Russia’s democrats seem not to detect this danger. Though it is not exactly clear where President Boris N. Yeltsin stands on the Yugoslav war, most democratic reformers have long known that their country cannot afford the burden of empire and foreign interventionism if it is to join the community of prosperous, democratic nations. Thus, they have pushed to curtail subsidies to the former republics, cut military expenditures and maintain friendly relations with the West. Unfortunately, it is their opponents’ thinking that seems to be increasingly telling in Moscow’s behavior, including its foreign affairs.

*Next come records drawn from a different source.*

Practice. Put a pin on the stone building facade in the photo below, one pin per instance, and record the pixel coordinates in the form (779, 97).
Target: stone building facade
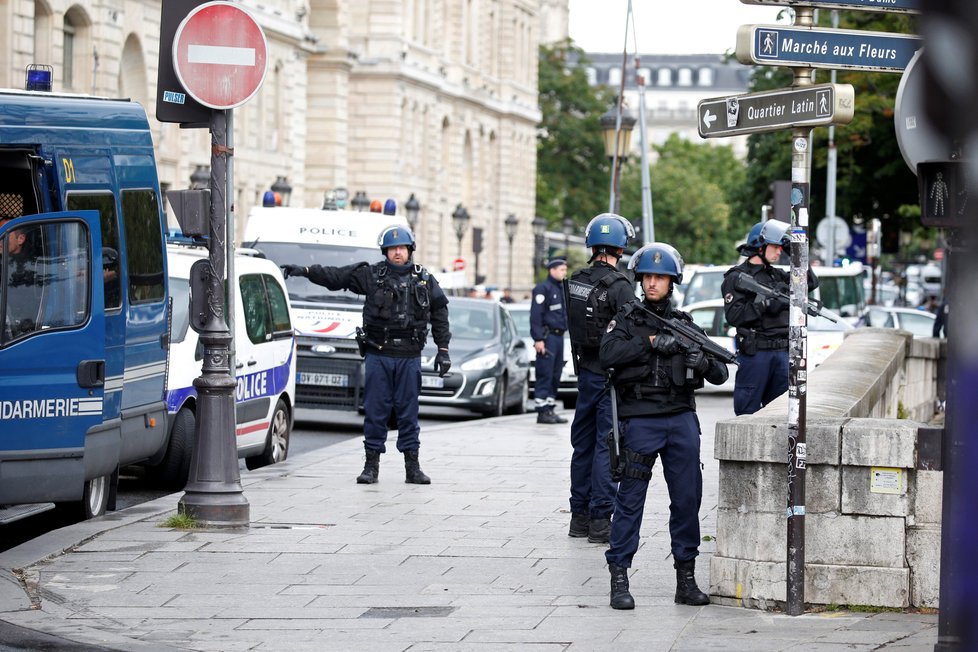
(390, 97)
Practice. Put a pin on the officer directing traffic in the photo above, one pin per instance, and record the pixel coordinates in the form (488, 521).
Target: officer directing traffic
(401, 299)
(761, 322)
(654, 377)
(548, 323)
(595, 294)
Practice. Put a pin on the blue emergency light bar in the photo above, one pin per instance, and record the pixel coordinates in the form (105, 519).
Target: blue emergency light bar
(39, 77)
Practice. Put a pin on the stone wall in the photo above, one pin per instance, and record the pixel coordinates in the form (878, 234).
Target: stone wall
(873, 506)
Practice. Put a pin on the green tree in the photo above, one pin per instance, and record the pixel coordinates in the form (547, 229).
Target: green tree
(691, 187)
(572, 170)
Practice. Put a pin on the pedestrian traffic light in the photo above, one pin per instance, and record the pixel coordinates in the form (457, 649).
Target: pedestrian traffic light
(942, 187)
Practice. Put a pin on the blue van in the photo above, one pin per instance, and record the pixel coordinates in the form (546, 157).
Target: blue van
(83, 300)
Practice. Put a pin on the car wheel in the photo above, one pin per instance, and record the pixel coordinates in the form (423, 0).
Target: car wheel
(276, 442)
(520, 408)
(172, 471)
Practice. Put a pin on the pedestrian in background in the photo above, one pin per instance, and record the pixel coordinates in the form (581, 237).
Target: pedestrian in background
(654, 378)
(595, 294)
(548, 323)
(762, 323)
(401, 299)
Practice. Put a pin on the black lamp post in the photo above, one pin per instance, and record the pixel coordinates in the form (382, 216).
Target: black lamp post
(511, 225)
(283, 188)
(200, 177)
(539, 231)
(617, 144)
(412, 207)
(460, 220)
(360, 202)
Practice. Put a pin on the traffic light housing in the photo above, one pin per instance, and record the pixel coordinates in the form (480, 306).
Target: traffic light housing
(943, 192)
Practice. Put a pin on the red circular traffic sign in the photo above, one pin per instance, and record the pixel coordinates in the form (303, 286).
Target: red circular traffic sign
(219, 55)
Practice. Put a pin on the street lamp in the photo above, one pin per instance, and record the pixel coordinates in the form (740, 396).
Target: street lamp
(511, 225)
(360, 202)
(460, 220)
(617, 144)
(539, 231)
(283, 188)
(412, 207)
(201, 177)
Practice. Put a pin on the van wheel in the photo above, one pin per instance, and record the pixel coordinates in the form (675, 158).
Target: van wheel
(174, 469)
(277, 441)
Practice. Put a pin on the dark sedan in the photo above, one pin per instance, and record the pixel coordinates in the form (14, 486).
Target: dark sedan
(490, 364)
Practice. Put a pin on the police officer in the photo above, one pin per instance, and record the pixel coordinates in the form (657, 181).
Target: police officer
(654, 378)
(548, 322)
(762, 323)
(401, 298)
(595, 294)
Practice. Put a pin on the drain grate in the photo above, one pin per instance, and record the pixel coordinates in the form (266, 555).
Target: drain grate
(407, 612)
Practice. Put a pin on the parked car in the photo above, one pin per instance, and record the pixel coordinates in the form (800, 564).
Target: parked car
(919, 323)
(264, 365)
(824, 336)
(490, 364)
(567, 391)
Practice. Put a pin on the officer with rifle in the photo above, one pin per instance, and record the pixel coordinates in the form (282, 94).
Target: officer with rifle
(659, 357)
(594, 295)
(760, 316)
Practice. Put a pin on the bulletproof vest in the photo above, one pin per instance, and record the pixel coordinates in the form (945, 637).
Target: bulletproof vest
(589, 310)
(399, 305)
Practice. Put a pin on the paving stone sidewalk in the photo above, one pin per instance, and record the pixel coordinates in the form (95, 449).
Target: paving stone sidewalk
(479, 560)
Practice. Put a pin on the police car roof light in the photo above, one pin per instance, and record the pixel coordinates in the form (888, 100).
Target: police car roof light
(39, 77)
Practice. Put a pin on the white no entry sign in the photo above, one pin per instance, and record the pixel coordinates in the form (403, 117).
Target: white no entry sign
(219, 55)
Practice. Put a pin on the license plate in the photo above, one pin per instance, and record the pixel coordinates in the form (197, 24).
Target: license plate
(332, 380)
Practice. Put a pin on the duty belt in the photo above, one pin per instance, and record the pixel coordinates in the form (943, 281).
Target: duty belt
(771, 345)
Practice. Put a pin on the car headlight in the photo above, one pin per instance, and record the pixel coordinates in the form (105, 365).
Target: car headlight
(481, 363)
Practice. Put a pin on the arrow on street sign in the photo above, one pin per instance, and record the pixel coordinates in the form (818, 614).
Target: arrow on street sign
(894, 6)
(751, 113)
(810, 47)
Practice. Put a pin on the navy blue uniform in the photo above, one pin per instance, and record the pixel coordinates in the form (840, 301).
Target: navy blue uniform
(658, 419)
(596, 295)
(762, 335)
(400, 301)
(548, 322)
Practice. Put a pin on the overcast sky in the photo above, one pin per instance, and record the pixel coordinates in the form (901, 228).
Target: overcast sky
(664, 26)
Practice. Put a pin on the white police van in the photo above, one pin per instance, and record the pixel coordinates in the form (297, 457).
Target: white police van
(264, 364)
(330, 369)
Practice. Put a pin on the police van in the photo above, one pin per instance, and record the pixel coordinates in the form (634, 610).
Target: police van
(264, 364)
(83, 299)
(330, 370)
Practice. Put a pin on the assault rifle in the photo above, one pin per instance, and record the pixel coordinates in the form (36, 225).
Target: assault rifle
(747, 283)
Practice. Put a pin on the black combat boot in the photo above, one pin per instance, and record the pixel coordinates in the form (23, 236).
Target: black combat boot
(620, 597)
(579, 524)
(371, 467)
(599, 530)
(686, 590)
(412, 469)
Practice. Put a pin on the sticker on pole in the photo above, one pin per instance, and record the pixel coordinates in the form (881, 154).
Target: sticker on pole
(219, 55)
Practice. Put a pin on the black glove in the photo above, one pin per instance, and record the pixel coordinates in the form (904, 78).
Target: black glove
(294, 270)
(774, 305)
(697, 361)
(442, 363)
(665, 344)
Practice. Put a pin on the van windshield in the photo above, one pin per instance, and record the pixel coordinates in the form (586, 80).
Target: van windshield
(302, 289)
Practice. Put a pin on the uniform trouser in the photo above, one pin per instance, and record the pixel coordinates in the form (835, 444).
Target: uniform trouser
(761, 378)
(548, 368)
(592, 491)
(391, 383)
(676, 440)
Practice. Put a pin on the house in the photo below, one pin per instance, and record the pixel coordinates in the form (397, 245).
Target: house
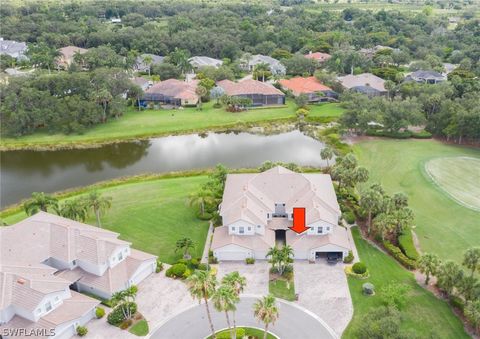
(319, 56)
(274, 65)
(142, 66)
(13, 48)
(427, 77)
(66, 55)
(365, 83)
(47, 261)
(202, 61)
(311, 87)
(261, 93)
(171, 92)
(257, 211)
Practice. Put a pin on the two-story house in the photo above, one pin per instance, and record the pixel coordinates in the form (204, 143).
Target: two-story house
(257, 211)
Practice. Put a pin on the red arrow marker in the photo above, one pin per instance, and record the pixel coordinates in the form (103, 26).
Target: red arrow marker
(299, 221)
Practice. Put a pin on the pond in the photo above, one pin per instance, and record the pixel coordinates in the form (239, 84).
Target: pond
(24, 172)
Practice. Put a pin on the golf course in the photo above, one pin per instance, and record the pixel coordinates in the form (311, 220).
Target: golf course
(442, 183)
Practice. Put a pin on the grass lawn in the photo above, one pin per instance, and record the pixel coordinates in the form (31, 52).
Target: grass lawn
(443, 226)
(135, 124)
(152, 215)
(280, 289)
(140, 328)
(423, 312)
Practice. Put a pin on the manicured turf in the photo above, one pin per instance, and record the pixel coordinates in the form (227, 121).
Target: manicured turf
(442, 225)
(162, 122)
(153, 215)
(140, 329)
(423, 313)
(280, 290)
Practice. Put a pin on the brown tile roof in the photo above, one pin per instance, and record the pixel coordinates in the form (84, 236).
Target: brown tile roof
(301, 85)
(248, 86)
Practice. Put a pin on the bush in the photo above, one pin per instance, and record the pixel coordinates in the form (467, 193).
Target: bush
(398, 254)
(82, 331)
(359, 268)
(99, 312)
(349, 258)
(368, 289)
(405, 242)
(176, 270)
(116, 317)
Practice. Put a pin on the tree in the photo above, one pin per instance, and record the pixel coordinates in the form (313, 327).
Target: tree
(326, 154)
(428, 265)
(185, 244)
(98, 203)
(224, 300)
(202, 285)
(238, 283)
(40, 202)
(471, 259)
(266, 311)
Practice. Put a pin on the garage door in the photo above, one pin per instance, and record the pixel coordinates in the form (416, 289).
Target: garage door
(234, 255)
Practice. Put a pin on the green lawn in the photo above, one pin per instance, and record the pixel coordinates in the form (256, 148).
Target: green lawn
(443, 226)
(423, 313)
(152, 215)
(280, 289)
(135, 124)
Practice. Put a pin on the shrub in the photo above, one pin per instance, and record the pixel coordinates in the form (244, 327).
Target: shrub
(359, 268)
(99, 312)
(398, 254)
(82, 331)
(176, 270)
(368, 289)
(159, 266)
(349, 258)
(117, 315)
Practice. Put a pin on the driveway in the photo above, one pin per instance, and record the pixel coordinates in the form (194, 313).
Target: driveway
(323, 289)
(293, 322)
(256, 274)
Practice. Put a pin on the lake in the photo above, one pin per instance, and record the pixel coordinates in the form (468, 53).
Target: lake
(24, 172)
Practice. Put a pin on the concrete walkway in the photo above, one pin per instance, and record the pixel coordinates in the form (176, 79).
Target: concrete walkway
(293, 322)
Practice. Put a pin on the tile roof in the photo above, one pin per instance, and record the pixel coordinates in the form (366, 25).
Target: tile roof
(299, 85)
(248, 86)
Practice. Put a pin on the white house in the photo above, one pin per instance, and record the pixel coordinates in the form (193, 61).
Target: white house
(257, 211)
(46, 261)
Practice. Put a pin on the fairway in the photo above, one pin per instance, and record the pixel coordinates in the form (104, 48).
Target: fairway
(442, 225)
(459, 177)
(152, 215)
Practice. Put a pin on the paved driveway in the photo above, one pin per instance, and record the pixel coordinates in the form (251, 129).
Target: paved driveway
(256, 274)
(293, 322)
(323, 289)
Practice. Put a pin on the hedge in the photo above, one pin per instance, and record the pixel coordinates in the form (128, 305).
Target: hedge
(398, 254)
(405, 242)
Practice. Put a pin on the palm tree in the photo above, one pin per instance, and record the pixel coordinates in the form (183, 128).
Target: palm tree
(201, 285)
(39, 202)
(471, 259)
(201, 198)
(428, 265)
(98, 203)
(266, 311)
(224, 300)
(185, 244)
(238, 283)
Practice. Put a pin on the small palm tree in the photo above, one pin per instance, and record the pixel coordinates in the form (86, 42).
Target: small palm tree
(185, 244)
(266, 311)
(98, 203)
(40, 202)
(202, 285)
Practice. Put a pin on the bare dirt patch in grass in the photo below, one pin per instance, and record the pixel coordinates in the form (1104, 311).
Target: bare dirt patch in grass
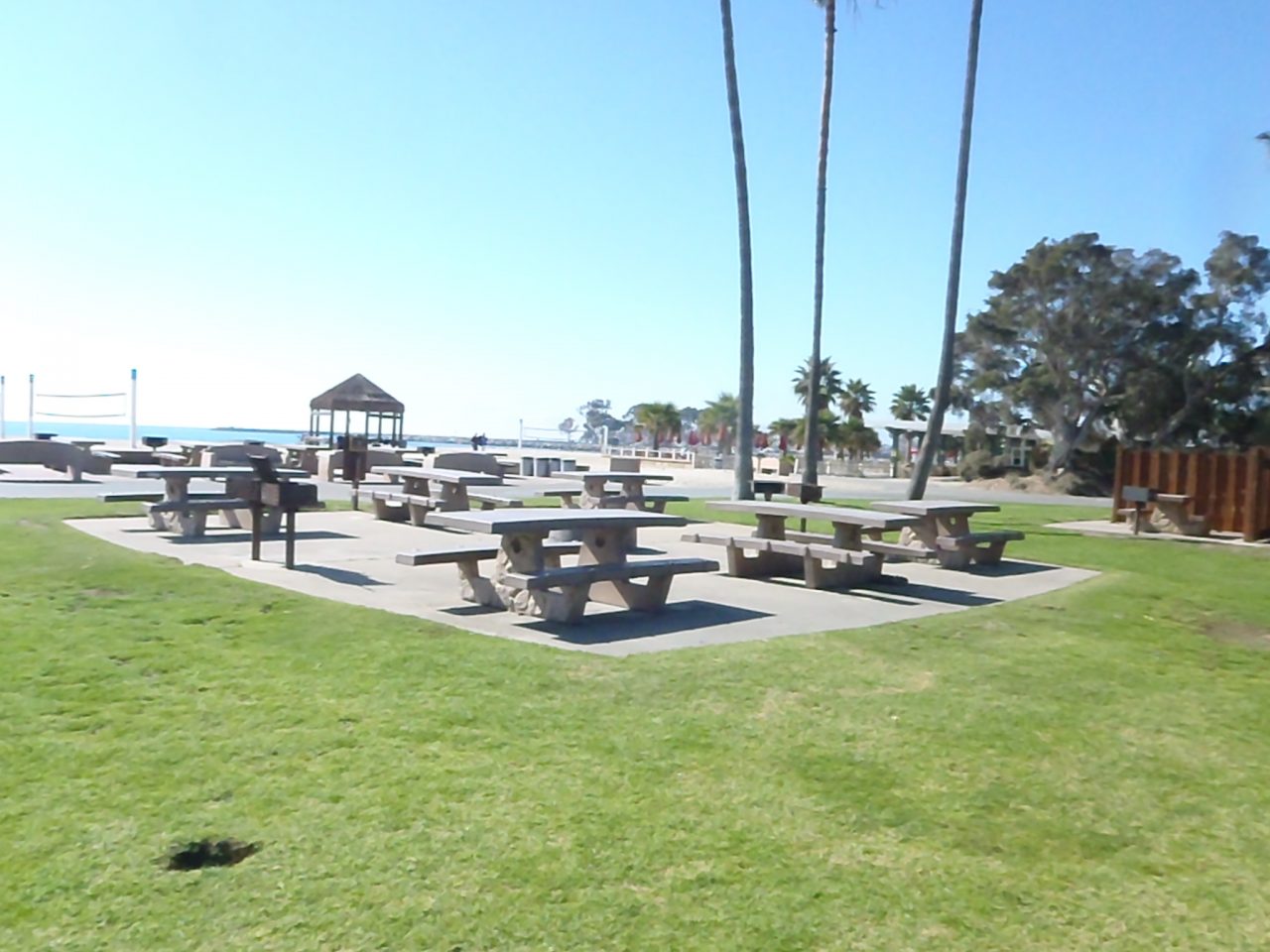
(1243, 634)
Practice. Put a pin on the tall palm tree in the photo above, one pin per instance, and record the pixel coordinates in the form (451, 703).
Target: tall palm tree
(944, 385)
(826, 424)
(743, 480)
(828, 380)
(856, 399)
(784, 429)
(658, 419)
(717, 420)
(858, 439)
(811, 451)
(911, 403)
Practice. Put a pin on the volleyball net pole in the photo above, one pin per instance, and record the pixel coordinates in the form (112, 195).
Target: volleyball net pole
(63, 409)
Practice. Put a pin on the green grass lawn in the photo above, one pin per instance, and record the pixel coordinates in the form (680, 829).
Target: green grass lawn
(1083, 771)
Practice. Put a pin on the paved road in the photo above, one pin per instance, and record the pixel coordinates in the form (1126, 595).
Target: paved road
(37, 483)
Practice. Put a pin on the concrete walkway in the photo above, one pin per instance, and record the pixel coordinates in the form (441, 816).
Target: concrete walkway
(39, 483)
(349, 557)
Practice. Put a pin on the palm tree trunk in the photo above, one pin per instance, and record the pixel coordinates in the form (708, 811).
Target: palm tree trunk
(944, 386)
(743, 484)
(812, 454)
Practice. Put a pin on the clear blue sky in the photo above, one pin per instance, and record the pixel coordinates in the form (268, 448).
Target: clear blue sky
(499, 209)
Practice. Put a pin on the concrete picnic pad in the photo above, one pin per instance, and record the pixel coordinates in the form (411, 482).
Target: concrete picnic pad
(350, 557)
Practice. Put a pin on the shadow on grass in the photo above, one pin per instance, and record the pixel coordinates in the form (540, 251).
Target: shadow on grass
(908, 593)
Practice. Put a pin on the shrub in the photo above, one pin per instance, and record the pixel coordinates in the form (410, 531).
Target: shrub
(980, 465)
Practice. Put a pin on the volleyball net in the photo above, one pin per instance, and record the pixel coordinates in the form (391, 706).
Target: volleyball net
(64, 408)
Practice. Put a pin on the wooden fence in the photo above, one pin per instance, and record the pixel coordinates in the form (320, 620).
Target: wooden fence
(1232, 489)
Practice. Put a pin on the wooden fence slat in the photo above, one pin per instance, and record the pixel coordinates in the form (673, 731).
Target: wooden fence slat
(1232, 489)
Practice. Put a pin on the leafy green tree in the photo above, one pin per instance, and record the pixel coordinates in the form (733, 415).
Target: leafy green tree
(1201, 370)
(944, 382)
(743, 480)
(856, 399)
(658, 419)
(1084, 338)
(829, 381)
(911, 403)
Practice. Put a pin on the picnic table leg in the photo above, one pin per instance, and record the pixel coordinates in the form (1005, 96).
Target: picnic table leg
(453, 498)
(175, 490)
(606, 546)
(524, 553)
(291, 538)
(255, 532)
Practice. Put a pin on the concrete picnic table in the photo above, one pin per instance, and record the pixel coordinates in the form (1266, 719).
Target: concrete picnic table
(843, 558)
(526, 580)
(191, 520)
(595, 495)
(417, 481)
(943, 532)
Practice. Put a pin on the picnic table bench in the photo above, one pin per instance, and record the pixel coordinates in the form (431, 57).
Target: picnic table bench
(399, 507)
(839, 560)
(527, 579)
(453, 490)
(594, 493)
(185, 512)
(1171, 512)
(943, 531)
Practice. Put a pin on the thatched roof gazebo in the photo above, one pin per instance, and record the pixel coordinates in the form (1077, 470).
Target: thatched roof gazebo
(357, 395)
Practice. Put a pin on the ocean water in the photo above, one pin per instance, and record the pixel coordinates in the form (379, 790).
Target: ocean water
(119, 433)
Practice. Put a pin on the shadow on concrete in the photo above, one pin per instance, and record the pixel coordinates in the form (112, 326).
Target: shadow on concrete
(607, 627)
(1006, 569)
(916, 593)
(344, 576)
(218, 536)
(50, 481)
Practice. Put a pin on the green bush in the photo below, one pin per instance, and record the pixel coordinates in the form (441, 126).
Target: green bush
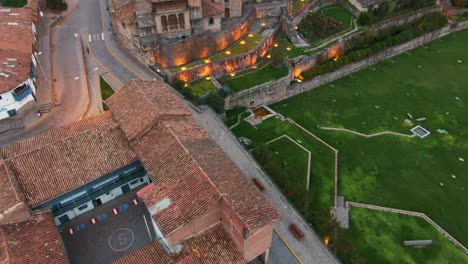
(13, 3)
(57, 5)
(317, 26)
(371, 43)
(365, 18)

The final new element in the Bosnian imbroglio is the U.S. role. By claiming leadership and taking credit for NATO’s new-found activism, Washington, which has mostly remained on the sidelines, has assumed a center-stage role and, therefore, some responsibility for the ultimate outcome of current peacemaking efforts. It will get much of the credit if peace prevails. If not, blame will surely follow. If Russia’s support emboldens the Serbs to resist a meaningful compromise, while the Europeans continue their efforts to coerce the Muslims into settling on Serbian terms, the chances of failure and continuation of the bitter struggle are very good indeed.

And thus the chances that the guns of Sarajevo will speak again. When they do, on the receiving end will not only be the long-victimized Bosnians, but also America’s credibility and the cause of Russia’s democratic transformation. For Slobodan Milosevic and his generals in Belgrade and for the reactionaries in Moscow, this is an enticing prospect.